The stone walls of the Bedington Mill show the importance of the mill to the community. Style elements seen in the roof and the windows show the mill’s age.

“The collection of buildings and running water of the mill and the waterfall make all of this a very peaceful setting,” Ailes says. Although the Lick Run Farm mill has not been operational since the 1930s, the presence of the mill still defines the local community.

Interpreting History

That same spirit of community is represented through the milling industry of Harpers Ferry. The waterpower from the Potomac and Shenandoah rivers, combined with the area’s topography, propelled the small community as an industrial powerhouse. Virginius Island held several mills including a sawmill, gristmill and, later, pulp mills, all using the same waterpower to develop the growing community. Today the National Park Service interprets the ruins of these mills, which provide evidence of the region’s industrial history.

The West Virginia Division of Natural Resources understood the importance of mills to West Virginia’s development and recreated a mill at Babcock State Park to share that history. Constructed in 1976 from parts of three different mills, including an overshot wheel centered over Glade Creek, the Babcock State Park mill offers an iconic setting. Thousands of visitors tour the mill each year and can even purchase freshly ground cornmeal.

The Historic American Engineering Record created drawings of the milling process and machinery at the Easton Roller Mill, Morgantown.

The Easton Roller Mill, owned by the Monongalia Historical Society, is another demonstration mill located in Morgantown. Originally constructed in 1870 to serve as a gristmill and a sawmill, the Easton Roller Mill was instrumental in the development of the Morgantown area. Because it used steam as its power source, the mill’s capacity was larger, which illustrates the transition from small-scale production to a larger-scale industrial
complex.
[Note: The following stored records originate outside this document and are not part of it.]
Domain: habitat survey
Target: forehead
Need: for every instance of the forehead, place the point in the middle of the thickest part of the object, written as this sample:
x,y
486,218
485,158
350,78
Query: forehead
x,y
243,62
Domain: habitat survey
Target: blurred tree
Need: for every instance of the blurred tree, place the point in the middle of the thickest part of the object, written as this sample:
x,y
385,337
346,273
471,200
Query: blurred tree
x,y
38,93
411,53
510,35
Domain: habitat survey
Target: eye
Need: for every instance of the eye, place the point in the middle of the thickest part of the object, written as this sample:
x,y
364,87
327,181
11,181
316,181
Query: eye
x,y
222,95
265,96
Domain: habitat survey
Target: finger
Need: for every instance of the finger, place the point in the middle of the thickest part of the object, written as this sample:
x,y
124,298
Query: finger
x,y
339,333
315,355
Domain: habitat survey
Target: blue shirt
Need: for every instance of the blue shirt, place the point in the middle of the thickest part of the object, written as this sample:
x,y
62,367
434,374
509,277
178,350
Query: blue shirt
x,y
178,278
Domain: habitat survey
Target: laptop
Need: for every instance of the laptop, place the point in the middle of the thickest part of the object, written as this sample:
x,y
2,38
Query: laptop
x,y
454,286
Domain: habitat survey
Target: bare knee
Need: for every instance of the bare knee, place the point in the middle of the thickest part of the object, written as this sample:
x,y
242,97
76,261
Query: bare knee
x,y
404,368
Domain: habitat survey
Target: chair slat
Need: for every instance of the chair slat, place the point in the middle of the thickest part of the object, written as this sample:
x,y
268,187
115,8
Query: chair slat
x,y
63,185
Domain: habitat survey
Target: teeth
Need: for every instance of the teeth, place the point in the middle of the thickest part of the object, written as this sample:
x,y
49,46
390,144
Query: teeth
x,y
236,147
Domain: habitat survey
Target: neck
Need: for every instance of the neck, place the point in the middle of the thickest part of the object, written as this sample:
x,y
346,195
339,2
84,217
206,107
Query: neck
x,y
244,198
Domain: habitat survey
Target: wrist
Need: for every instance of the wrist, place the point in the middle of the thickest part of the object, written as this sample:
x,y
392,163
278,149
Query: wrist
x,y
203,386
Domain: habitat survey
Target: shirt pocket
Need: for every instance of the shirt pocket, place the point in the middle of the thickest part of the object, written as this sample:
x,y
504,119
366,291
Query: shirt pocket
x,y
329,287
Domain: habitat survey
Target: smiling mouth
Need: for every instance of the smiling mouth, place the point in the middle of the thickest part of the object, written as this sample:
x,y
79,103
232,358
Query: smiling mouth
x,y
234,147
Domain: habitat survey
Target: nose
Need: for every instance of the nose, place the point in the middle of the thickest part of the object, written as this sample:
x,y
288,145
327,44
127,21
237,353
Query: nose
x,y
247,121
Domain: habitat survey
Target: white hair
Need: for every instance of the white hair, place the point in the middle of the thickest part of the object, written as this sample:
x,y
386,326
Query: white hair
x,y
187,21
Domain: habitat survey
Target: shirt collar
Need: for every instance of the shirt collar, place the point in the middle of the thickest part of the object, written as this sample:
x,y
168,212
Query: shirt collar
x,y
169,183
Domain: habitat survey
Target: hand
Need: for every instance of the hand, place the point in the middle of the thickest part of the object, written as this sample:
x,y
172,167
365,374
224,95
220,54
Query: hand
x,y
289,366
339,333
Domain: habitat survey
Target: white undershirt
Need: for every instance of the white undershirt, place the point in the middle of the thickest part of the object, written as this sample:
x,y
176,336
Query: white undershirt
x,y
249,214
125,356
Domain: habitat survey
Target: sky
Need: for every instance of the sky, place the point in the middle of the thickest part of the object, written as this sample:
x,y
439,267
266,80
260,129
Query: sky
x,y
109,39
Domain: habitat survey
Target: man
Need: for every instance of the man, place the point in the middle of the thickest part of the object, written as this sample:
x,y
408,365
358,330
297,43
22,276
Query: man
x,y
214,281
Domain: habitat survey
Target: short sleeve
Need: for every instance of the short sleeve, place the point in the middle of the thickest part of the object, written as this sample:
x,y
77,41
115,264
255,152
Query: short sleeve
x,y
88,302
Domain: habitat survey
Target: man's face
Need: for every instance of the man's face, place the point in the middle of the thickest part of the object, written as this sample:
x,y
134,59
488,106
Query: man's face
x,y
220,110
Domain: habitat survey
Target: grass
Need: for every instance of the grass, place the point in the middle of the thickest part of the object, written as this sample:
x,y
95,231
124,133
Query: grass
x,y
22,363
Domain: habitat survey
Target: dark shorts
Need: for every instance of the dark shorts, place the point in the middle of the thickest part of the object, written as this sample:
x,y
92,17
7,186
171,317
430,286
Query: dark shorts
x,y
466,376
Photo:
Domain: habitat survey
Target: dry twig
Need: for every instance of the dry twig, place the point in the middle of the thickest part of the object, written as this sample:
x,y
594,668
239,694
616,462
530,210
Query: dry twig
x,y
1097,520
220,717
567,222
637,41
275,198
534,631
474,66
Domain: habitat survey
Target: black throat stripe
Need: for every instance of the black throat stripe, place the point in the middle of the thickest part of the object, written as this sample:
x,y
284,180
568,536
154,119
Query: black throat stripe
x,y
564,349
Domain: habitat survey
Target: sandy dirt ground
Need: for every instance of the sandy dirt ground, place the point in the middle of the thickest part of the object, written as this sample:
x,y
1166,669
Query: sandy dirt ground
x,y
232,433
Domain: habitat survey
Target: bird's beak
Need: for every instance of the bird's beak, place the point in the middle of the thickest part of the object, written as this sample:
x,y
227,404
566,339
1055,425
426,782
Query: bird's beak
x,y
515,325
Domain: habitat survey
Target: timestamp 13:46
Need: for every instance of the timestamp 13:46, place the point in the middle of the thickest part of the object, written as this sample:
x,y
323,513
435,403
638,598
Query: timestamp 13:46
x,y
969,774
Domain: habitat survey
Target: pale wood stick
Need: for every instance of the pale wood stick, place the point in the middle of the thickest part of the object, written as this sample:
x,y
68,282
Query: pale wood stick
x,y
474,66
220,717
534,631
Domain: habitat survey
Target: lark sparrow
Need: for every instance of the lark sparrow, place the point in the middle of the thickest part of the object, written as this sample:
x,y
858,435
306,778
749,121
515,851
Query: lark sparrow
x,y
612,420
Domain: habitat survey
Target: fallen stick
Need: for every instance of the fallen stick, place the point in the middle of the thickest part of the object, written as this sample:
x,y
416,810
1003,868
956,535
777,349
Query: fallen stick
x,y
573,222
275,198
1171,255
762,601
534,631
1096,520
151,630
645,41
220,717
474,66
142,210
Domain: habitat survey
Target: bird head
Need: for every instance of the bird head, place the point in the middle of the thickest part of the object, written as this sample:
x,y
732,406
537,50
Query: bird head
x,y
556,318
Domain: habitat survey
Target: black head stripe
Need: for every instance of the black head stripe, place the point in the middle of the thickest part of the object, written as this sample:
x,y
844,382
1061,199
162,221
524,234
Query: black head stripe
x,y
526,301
The importance of this mill generated the interest of the National Park Service’s Historic American Engineering Record program which, along with university students and professors from a West Virginia University history and archaeology program, documented this structure with scale drawings and a complete history that is saved in the Library of Congress. Open several times a year, this frame building continues to share its story of Monongalia County’s industrial development.

Though the number of active mills in West Virginia is decreasing, the marks these mills have left on the landscape are permanent. Visitors to historic mills can see and feel the craftsmanship of mill and machinery, each with its distinct sound, feel, and smell. Mills provide connections to our past, to what we consume, and to the effort required to transform harvested grain into loaves of bread. Mills provide evidence of the power of community, of how neighbors can work together to establish centers for commerce to benefit each other, and of West Virginia’s industrial past.